Tuesday, June 8, 2010

The End is Near

Five minutes ago, I turned in my last paper to finish this quarter’s academic work. I’m done with my junior year and 5 days from the end of my time in Cape Town. I don’t know if words can describe what my time here has been like. I hope that this blog has given you a window into my experiences and that you have learned through them. I don’t know quite how to debrief my experiences other than to keep building on what I see and hear these last few days. Here it goes…

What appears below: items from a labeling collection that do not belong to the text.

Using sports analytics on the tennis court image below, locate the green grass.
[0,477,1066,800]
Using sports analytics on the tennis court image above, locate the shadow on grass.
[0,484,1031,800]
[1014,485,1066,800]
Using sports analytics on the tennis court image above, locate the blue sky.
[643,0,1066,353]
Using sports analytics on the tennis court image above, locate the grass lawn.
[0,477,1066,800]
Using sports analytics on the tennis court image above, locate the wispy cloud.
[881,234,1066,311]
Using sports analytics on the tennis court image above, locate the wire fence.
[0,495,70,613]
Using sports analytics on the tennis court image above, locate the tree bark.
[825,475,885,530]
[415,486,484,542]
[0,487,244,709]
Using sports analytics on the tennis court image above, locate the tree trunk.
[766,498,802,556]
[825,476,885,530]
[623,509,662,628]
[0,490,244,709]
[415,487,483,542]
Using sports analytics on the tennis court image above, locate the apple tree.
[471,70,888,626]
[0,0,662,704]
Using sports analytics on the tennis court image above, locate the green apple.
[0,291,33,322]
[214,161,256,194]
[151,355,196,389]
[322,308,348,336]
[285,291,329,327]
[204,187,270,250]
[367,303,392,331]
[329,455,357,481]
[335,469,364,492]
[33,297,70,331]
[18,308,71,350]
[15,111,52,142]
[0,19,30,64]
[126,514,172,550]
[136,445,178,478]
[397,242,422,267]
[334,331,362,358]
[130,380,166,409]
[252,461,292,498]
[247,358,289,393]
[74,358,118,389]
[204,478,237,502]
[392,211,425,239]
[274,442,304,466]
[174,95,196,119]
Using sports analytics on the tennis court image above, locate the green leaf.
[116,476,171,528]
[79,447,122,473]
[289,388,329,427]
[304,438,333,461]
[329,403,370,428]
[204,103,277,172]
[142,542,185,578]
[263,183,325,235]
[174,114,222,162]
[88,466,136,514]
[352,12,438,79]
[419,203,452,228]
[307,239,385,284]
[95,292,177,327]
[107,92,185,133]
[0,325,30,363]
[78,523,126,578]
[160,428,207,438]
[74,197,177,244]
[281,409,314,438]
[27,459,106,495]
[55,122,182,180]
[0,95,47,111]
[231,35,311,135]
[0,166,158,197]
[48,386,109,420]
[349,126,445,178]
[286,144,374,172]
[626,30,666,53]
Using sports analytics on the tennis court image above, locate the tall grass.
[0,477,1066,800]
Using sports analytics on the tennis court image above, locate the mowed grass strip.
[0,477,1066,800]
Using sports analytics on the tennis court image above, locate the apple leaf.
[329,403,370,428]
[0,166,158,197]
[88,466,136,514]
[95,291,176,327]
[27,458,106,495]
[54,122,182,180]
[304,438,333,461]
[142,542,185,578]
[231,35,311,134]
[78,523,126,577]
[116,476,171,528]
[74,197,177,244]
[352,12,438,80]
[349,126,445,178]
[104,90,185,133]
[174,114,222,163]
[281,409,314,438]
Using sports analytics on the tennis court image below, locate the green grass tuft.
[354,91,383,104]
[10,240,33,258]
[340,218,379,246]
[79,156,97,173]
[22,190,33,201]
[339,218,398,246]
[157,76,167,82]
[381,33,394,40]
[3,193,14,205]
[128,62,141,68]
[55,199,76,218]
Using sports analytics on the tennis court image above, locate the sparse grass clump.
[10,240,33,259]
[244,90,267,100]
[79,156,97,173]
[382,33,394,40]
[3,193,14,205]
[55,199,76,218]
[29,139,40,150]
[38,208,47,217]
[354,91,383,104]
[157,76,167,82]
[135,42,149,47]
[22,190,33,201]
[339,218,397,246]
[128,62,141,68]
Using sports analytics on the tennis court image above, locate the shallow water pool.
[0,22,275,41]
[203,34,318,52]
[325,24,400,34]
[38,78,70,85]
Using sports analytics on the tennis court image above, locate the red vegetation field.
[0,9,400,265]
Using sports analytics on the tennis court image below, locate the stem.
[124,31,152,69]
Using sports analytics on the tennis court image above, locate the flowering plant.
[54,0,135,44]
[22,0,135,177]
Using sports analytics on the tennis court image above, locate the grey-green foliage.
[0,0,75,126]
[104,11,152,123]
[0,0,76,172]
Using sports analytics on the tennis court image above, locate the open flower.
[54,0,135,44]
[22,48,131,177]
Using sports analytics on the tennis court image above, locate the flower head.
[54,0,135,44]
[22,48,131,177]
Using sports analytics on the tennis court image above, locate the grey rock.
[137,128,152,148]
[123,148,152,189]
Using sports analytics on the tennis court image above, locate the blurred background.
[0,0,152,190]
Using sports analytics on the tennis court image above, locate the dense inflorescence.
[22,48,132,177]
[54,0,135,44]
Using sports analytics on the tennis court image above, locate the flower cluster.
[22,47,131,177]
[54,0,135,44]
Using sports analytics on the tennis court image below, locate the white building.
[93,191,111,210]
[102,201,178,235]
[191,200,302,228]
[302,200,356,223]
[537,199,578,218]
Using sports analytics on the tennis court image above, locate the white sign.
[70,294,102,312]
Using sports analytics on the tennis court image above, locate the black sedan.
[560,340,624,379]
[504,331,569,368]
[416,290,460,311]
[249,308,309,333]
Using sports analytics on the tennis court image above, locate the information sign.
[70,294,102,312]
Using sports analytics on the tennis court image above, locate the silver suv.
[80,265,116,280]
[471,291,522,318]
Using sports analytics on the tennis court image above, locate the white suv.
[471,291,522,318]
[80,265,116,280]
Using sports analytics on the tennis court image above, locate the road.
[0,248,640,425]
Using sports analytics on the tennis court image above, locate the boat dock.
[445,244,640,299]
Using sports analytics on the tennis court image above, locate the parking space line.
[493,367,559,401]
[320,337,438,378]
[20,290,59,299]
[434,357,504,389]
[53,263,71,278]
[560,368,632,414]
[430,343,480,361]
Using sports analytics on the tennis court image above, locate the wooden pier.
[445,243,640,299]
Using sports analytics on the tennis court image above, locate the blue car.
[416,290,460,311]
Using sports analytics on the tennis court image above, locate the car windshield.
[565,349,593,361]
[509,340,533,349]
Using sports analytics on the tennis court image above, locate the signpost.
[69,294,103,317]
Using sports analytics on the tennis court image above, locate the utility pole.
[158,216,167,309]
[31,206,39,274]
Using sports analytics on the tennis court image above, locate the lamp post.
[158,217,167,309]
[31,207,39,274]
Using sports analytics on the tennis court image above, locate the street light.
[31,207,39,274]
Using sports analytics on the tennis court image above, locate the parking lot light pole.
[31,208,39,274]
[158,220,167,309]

For the first time in weeks, I was actually distressed by a malnourished child. At the same time, my feelings were much different than they were with the first underweight children I saw here. This little girl was probably the worst I have seen in my life. Ever. She was 4 years and 9 months old and yet weighed just 6.1 kg. That’s just about 13.5 pounds. The child had fetal alcohol syndrome, a heart problem, a burn mark all down her chest probably from boiling water, and several other conditions that I couldn’t catch from the community health workers from Philani. It was a heartbreaking scene to watch as this little girl, not much bigger than many babies in the US, walked around gingerly and looked as if she would just fall over. I found my thoughts moving away from hope, rather than towards it. This little girl has very little hope of success in life. Her growth was stunted very young and with that she undoubtedly has many developmental issues. She will likely live out the rest of her life sick without the ability to have an education. She is stuck. Not by her own choice, but by choices outside her control. Seeing this picture unfold before my eyes made me realize that I have come to view this as the norm in these communities. I’m no longer surprised by stories like this; I get surprised when I see a healthy child. I automatically assume that if the child is healthy then the parents must be wealthy. The child must not live in a township, or if they do they must be in a nice home. I have spent my time here trying to see that everyone is equal and should have an equal right to work and health and everything, but I have ended up with an attitude that makes harsh assumptions based on the wellbeing of the child. I guess this has happened because most of the time, I’m right.

Life is not equal and it is certainly not fair. Money does matter here. There are no easy fixes. You cannot donate $50 to an organization and expect to change anything substantial. If you want to get into this, you have to dive in head first willing to give up far more than your money, or your time. You have to lose a part of yourself to this work, but mostly to the people. It is the people who matter in all of this. We get so caught up in the circumstances that we don’t stop to hear the stories along the way. So often we actually find that the stories actually show us the way. This little girl is a person who is worth caring for, not just a disappointing, hopeless project. Everything has hope, even if life isn’t fair and money matters. For people there is always hope. For this little girl, there is a life that is worth living.